Publié le 21/09/2012 Partager sur Twitter Partager sur Facebook Imprimer l'article Envoyer à un confrère Réagir à l'article Enregistrer dans ma bibliothèque Reduire Agrandir

L’équipe infirmière en unité de soins intensifs (USI) est amenée à jouer un rôle complexe en matière de don d’organes, qu’il s’agisse de l’identification des donneurs potentiels et des soins spécifiques à leur prodiguer mais aussi des relations avec l’entourage. Il a été montré que le niveau de connaissance, l’attitude et l’expérience des infirmiers pouvaient influencer la décision des proches. Mais, indépendamment de la qualité des équipes infirmières, toutes ne sont pas impliquées de la même façon dans le don d’organe et toutes n’ont pas les mêmes compétences dans ce domaine particulier en fonction du type d’USI. 

Une étude norvégienne a examiné les types de formation à proposer aux infirmiers en USI dans le but d’optimiser le don d’organes.

Elle identifie des besoins en connaissances théoriques plus poussées sur les aspects relatifs au don d’organes (législation, diagnostic de mort cérébrale, procédures du don d’organes) qui permettraient à l’infirmier de mieux répondre aux interrogations de la famille pendant « la phase de décision ». Mais l’infirmier doit également avoir des connaissances approfondies sur les conséquences de la mort cérébrale et sur les techniques de préservation des organes pour optimiser les résultats des transplantations. Le soutien à la famille, confrontée au difficile concept de mort cérébrale, doit cependant rester prioritaire : empathie, prise en charge respectueuse du donneur, explications compréhensibles.

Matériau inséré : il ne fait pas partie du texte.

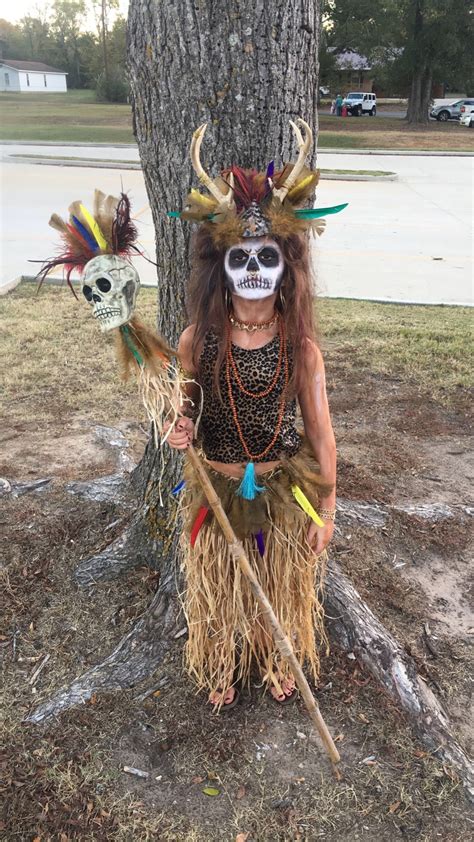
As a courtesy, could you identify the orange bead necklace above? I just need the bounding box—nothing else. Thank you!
[226,318,289,462]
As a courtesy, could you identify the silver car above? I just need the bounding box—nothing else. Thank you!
[430,99,474,123]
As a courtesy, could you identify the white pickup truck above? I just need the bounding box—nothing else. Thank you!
[342,91,377,117]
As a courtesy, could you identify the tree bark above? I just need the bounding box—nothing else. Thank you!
[406,0,433,124]
[124,0,319,628]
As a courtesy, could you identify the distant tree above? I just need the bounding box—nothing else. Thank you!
[0,18,27,59]
[49,0,86,88]
[20,13,51,62]
[402,0,473,123]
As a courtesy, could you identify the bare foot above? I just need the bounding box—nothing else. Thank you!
[209,687,236,707]
[270,675,296,702]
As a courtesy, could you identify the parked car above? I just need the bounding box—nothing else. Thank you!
[430,99,474,123]
[459,101,474,129]
[343,91,377,117]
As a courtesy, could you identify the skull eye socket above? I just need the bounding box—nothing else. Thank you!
[95,278,112,292]
[258,246,280,266]
[229,249,249,269]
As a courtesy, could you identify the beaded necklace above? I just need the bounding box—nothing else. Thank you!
[226,318,289,500]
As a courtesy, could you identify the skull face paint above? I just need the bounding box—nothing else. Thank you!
[82,254,140,331]
[224,237,285,300]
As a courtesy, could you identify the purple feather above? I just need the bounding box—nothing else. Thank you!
[254,529,265,558]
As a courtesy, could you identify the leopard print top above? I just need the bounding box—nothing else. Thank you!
[199,332,300,463]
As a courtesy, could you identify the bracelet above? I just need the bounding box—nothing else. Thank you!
[318,509,336,521]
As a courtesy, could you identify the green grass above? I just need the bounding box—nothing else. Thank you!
[317,298,474,399]
[0,283,474,424]
[0,90,474,152]
[0,91,134,144]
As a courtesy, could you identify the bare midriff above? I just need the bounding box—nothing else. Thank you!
[206,459,281,479]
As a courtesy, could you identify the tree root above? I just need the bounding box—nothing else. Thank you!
[325,563,474,799]
[24,579,183,724]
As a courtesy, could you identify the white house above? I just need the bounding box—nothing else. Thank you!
[0,58,67,94]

La mise en place d’un tutorat par des collègues plus expérimentés favorise le partage de l’expérience et des connaissances, contribuant au développement des compétences professionnelles. De même, encourager la discussion au sein des équipes infirmières permet de développer une pratique professionnelle commune. Des groupes de réflexion peuvent faciliter la compréhension des questions éthiques et philosophiques soulevées par le don d’organes. L’infirmier de soins intensifs doit donc recevoir une formation solide, initiale mais surtout continue, sur le don d’organes.



Dr. Estelle Deniaud Boüet


Meyer K et coll. : Intensive care nurses’ perceptions of their professional competence in the organ donor process : a national survey. J Advanced Nurs., 2011 ; 68 : 104-115.